- Country: United States
- Language: English
- Genre: Science fiction

Publication
- Published in: Boys and Girls Page
- Publication type: Periodical
- Media type: Print (Newspaper, Magazine, Hardback & Paperback)
- Publication date: 1 December 1951

= The Fun They Had =

1951 Short story by Isaac Asimov

"The Fun They Had" is a science fiction story by American writer Isaac Asimov. It first appeared in a children's newspaper in 1951 and was reprinted in the February 1954 issue of The Magazine of Fantasy and Science Fiction, Earth Is Room Enough (1957), 50 Short Science Fiction Tales (1960), and The Best of Isaac Asimov (1973).
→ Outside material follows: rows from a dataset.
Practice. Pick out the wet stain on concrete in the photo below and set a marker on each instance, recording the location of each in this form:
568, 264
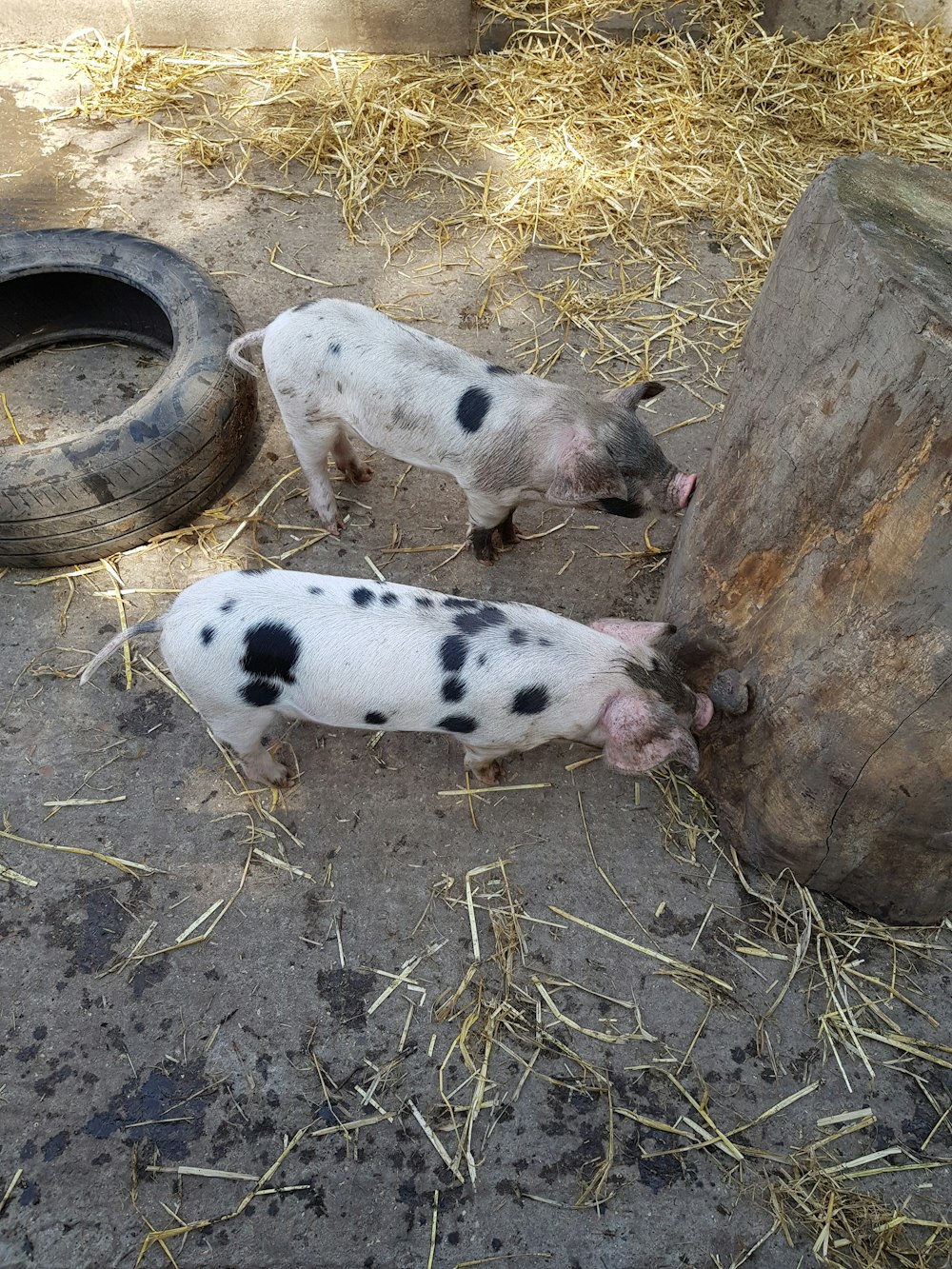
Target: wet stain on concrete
151, 709
346, 993
44, 194
167, 1109
89, 924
Written as a personal favor for a friend, "The Fun They Had" became "probably the biggest surprise of my literary career", Asimov wrote in 1973. He reported that it had been reprinted more than 30 times with more being planned. It is about computerized homeschooling, and what children miss out on by not being in school together. He surmised that the story was popular with children because "the kids would get a bang out of the irony."

==Summary==

Set in the year 2157, when children learn individually at home using a mechanical (robotic) teacher, the story tells of 11-year-old Margie Jones, whose neighbour Tommy finds a "real" book in the attic of his house. This reminds Margie of the stories her grandfather used to tell about the earlier school days. The book tells about a time when children used to learn in a group of the same age of students in large schools that were not merely designated rooms in private houses as in Margie and Tommy's time. Margie and Tommy discuss what it must have been like to study together with a real person as a teacher, and though at first Margie is sceptical about the notion, by the end of the story she daydreams while sitting on the chair before the mechanical teacher about "the fun they had".